Покупки были сделаны, и приятельницы на другой же день поехали домой. Узнав о тяжкой болезни Марка Данилыча, Сивковы не настаивали, чтобы Дуня, как следует по старым обычаям, осталась на сколько-нибудь погостить у них.
* * *
Патап Максимыч держал дом умиравшего приятеля в крепких руках, но незнание дел по прядильным и лесной пристани затрудняло его при распорядках. Проверив счеты приехавшего с Унжи Корнея Евстигнеева, он открыл воровство на большую руку и, несмотря на ругательства и даже угрозы Прожженного, при помощи городничего отобрал от него доверенность и прогнал со двора долой. То же постигло и Василья Фадеева. Тогда в доме водворился порядок – работные люди, и годовые и временные, были чрезвычайно довольны распорядками Патапа Максимыча, избавившего их от ненавистных приказчиков.

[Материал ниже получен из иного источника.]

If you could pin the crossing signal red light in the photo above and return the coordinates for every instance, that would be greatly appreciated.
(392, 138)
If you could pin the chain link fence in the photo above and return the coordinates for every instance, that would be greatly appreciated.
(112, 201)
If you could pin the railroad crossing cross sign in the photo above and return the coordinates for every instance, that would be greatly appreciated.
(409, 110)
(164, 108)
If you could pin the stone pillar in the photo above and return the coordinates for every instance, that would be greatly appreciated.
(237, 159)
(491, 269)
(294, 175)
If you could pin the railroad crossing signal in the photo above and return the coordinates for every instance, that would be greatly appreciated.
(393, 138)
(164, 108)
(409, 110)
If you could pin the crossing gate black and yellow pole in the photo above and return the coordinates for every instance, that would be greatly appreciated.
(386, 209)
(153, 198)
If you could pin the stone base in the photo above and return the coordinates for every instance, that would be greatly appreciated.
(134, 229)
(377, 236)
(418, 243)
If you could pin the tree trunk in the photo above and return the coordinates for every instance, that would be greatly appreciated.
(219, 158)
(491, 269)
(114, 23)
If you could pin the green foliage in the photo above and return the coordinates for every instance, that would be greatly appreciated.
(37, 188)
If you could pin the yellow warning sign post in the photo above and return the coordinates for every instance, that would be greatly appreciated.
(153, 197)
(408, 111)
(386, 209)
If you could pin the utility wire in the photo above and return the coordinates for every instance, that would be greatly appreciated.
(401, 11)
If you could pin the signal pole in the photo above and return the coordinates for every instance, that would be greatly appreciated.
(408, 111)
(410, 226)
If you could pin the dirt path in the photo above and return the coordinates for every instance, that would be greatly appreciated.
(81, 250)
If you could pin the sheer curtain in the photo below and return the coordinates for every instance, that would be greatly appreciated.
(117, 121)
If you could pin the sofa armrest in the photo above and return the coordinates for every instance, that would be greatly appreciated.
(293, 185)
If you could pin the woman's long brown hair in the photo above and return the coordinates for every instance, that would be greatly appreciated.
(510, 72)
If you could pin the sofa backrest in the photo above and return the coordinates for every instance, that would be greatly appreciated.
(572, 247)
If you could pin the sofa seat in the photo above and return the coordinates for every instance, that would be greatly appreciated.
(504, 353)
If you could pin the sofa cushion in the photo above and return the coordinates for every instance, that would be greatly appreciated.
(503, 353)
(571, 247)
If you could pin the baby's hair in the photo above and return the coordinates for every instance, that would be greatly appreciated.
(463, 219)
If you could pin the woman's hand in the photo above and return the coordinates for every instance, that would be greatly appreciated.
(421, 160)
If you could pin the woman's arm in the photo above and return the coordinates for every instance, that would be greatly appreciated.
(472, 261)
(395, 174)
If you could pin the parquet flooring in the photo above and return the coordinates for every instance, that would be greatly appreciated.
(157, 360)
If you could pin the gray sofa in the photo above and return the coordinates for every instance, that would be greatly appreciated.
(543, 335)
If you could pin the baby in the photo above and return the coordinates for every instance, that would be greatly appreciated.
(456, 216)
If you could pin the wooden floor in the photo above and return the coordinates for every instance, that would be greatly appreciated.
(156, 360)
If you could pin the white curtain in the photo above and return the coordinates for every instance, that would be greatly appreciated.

Они стали усердны к работам и в скором времени должны были покончить их. Но вот беда – в октябре Патапу Максимычу надо непременно заняться своей горянщиной, а потому долго оставаться у Смолокурова было ему нельзя. Хоть бы приказчиков до того времени приискать почестнее да подельнее и сдать бы все дело им на руки. Марку Данилычу долго не прожить, это замечал Чапурин, а лекарь говорил, что в таком жалком состоянии хоть и долго продышит, но до смерти останется немым, бесчувственным и безо всякого движенья. Дочь – девица молодая, ни к чему не приучена, да, кажется, и не таковская, чтобы к делам привыкать, рассуждал Патап Максимыч, нужно ей человека два верных людей.